Following the Seventh Circuit’s decision in Youakim, the 1996 Clearinghouse Review article summarized several lessons and takeaways regarding transitional due process cases.17 Here we recount those lessons and takeaways.
First, advocates must carefully identify what the property interest at issue is and to whom it belongs. In Youakim the property interest at stake was the children’s continued receipt of foster care benefits. The relative caregivers had an interest only in being qualified to receive those benefits on behalf of the child; due to the law change, they were required to have a license, and thus their status was as applicants for a license. Since applicants for licenses do not yet have a license, they have no argument to a right to “continued” treatment as a licensed home. Only recipients of the benefits—the children—had a legitimate expectation of continued benefits protected by the due process clause.
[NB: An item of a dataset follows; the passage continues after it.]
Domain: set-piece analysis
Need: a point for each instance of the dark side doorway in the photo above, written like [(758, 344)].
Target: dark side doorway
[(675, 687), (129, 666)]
Second, in Youakim the state argued that the law eliminated the “relative foster care program” and brought all of foster care into the licensure system. That framework fueled the argument that nobody, including the children, had rights to “continued” benefits in a new program. They had only the rights of applicants—rights that do not include continued receipt of benefits while procedures are running their course. In such situations, advocates must determine whether the program with which they are dealing was really eliminated when deciding whether to bring a due process claim. If a program is entirely eliminated, a claim to continuing benefits is impossible. Advocates must look beyond the names of programs to determine what, if anything, remains for recipients after the program change. If nothing remains, the program is eliminated and proving continuing eligibility is impossible. Thus the due process claim will not succeed. But if, as a practical matter, the benefits or services are the same as before but with some changes, as in Youakim, then advocates have a strong argument that beneficiaries can claim the due process right to continued benefits.
Third, advocates should determine whether a meaningful number of recipients are likely to establish continuing eligibility if they are accorded fair process prior to termination. A due process claim is more likely to succeed if something is to be gained from the process other than buying time before an otherwise inevitable cutoff. In Youakim both the district court and the court of appeals found it important that most, if not all, children would be able, if given the chance, to establish eligibility for a license.
Fourth, Youakim firmly established that effective dates of program changes are not part of the substantive definition of the property right but instead are part of the procedures for implementing the change. Program changes cannot simply eliminate benefits with an unrealistically tight effective date. Advocates should look to effective dates when building their cases because if the effective date does not give adequate opportunity for program recipients to establish continuing eligibility, then a suit may be advisable.
Fifth, the distinction between benefits cuts and eligibility changes is not dispositive to the success of a due process claim. Benefits cuts, as in Atkins, do not necessarily mean individualized process cannot determine that the recipient would still receive the benefit just as individualized process might with eligibility requirement changes. The important question is whether recipients can make a showing to avoid a negative impact on their benefits if they are accorded a fair chance to do so.